# Pergola Posts a Little Wobbly



## bob22 (May 28, 2008)

I'm having a hard time visualizing your problem; in which direction do the posts wobble? What kind of anchor system is being used? Is the anchor to the base above grade? What kind of load is on the posts? How are the pergola beams attached to the post? A picture or two might help.


----------



## Mr.S Teacher (Jun 30, 2009)

Thank you for your reply... I'm at work now, but will take some photos tonight; that's a good tip. If you're up for it, I look forward to hearing your reply after I post the photos tonight. Again, thanks.


----------



## Mr.S Teacher (Jun 30, 2009)

*Wobbly Pergola with Pictures*

Okay, I'm attaching a couple of pics: One is of the post anchor. This is where I feel like the most wobble is occurring. The other is of the entire structure, to give a sense of what I've already done and of the whole load of the project. Again, any suggestions would be greatly appreciated.


----------



## Willie T (Jan 29, 2009)

I see your 45 degree braces are bolted to the cross-pieces. That's good. But how are the other ends of them fastened to the posts? That connection could be allowing some flex.

Nice looking work, by the way.


----------



## Mr.S Teacher (Jun 30, 2009)

Thanks for your reply and kind words. The braces are fastened at the base by two lag screws.


----------



## Willie T (Jan 29, 2009)

See how much more rigid and resistant to movement the bolted angle brace would be?


----------



## vsheetz (Sep 28, 2008)

By wobbly - do you mean the bottom of the post is moving in the bracket, or that the overhead is able to move when you shake a post? If the latter, I think much rigidity will be added by placing addiional top pieces and screw them down securely. Mine was this way until it was all together - in the end it was very solid. And I have no angle braces.

My pictures http://www.webjeepers.com/homestead.html


----------



## Mr.S Teacher (Jun 30, 2009)

Thank you, all of you, for your responses and time. To answer your question, VSHEETZ, the overhead moves when I push against the posts. Each time I secured a level, the structure became more rigid, but it's still a little shaky. I'm a bit reluctant to add more weight to the overhead.

And WILLIE T, I really appreciated your reply. I never would have thought about fashioning the joints like that. Perhaps the next time I tackle something like this, I'll teach myself how to do that; unfortunately, at this stage in the build, it would require a pretty major overhaul.

So, at this point I'm not exactly sure which tack to choose. Again, I'm open to further suggestion if you're up for it. Thank you again... I do appreciate your feedback.


----------



## Willie T (Jan 29, 2009)

It is only my personal opinion, but I'm a firm believer in all post and beam work being built with traditional Timber Framing methods.
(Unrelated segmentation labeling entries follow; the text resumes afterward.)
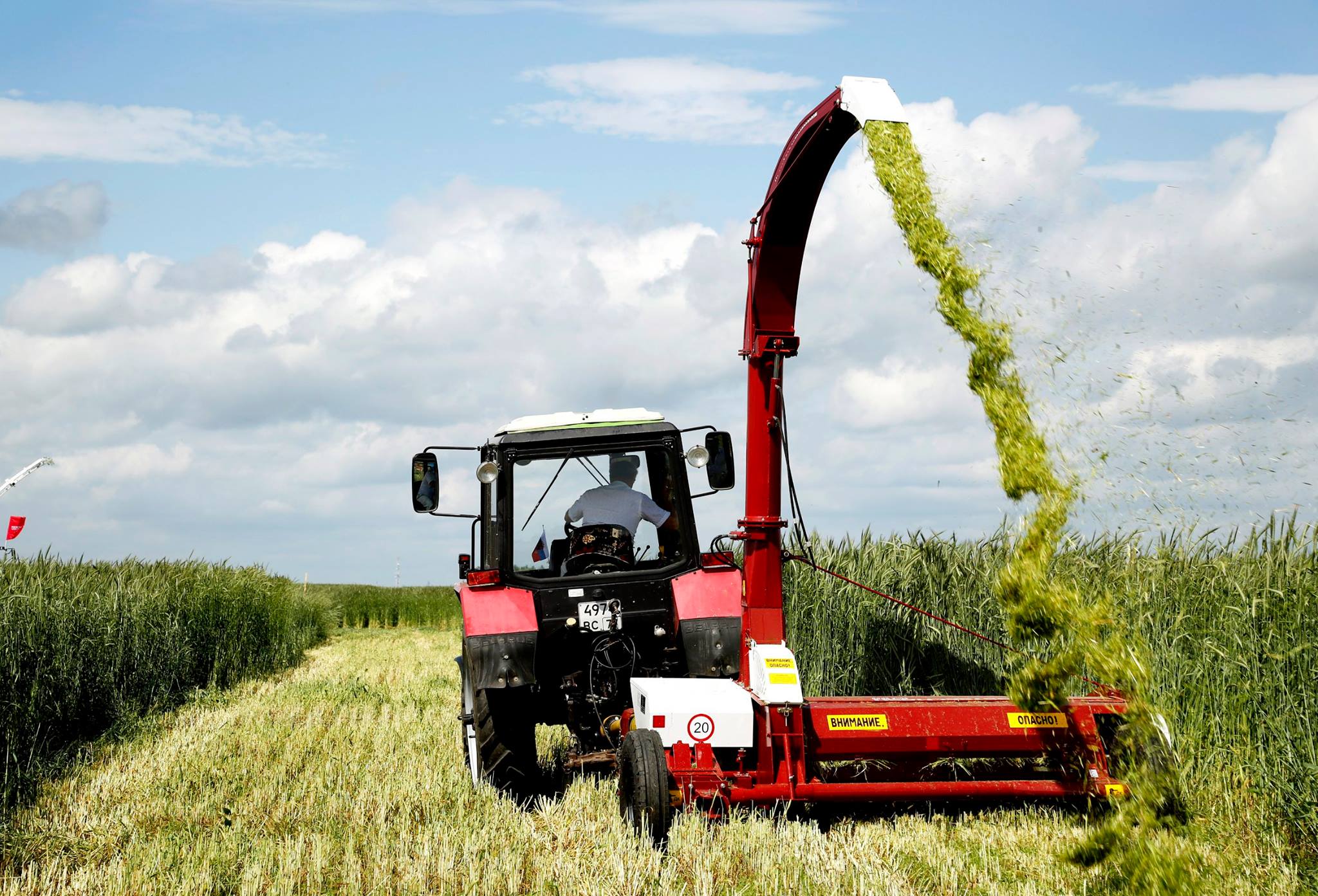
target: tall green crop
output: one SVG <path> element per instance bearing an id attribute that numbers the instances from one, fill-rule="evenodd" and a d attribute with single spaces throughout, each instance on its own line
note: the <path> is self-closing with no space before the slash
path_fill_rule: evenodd
<path id="1" fill-rule="evenodd" d="M 0 563 L 0 798 L 121 719 L 297 663 L 328 619 L 323 601 L 254 567 Z"/>
<path id="2" fill-rule="evenodd" d="M 1010 552 L 1006 532 L 816 542 L 820 565 L 998 639 L 995 576 Z M 1292 519 L 1217 539 L 1072 536 L 1050 572 L 1110 594 L 1115 623 L 1143 646 L 1191 814 L 1228 831 L 1281 822 L 1318 880 L 1318 530 Z M 784 594 L 812 693 L 1000 693 L 1011 672 L 999 648 L 807 567 L 787 565 Z"/>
Look around This Site some, and you'll see what I mean.

Below is a variation on that joint which might be easier for you to cut. Of course, the side flanges wouldn't have to be full height as I've drawn them. (It wastes a lot of wood to do it that way)

Truly well-constructed Timber Joints are a bit more complicated than I've shown here. The heavy duty stuff is replete with inch deep, full-face mortises before the tenon part is even cut... but this kind of work will do for what we're discussing.


----------



## bob22 (May 28, 2008)

Is it more wobbly side to side or front to back?


----------



## MEShaner (Mar 24, 2012)

*Final Resolution?*

I just came across this string of posts (pardon the pun); I was curious about the final outcome? I was curious about the hardware in particular (e.g., the washers and nuts used opposite the bolts)? Did you try bridge washers?


----------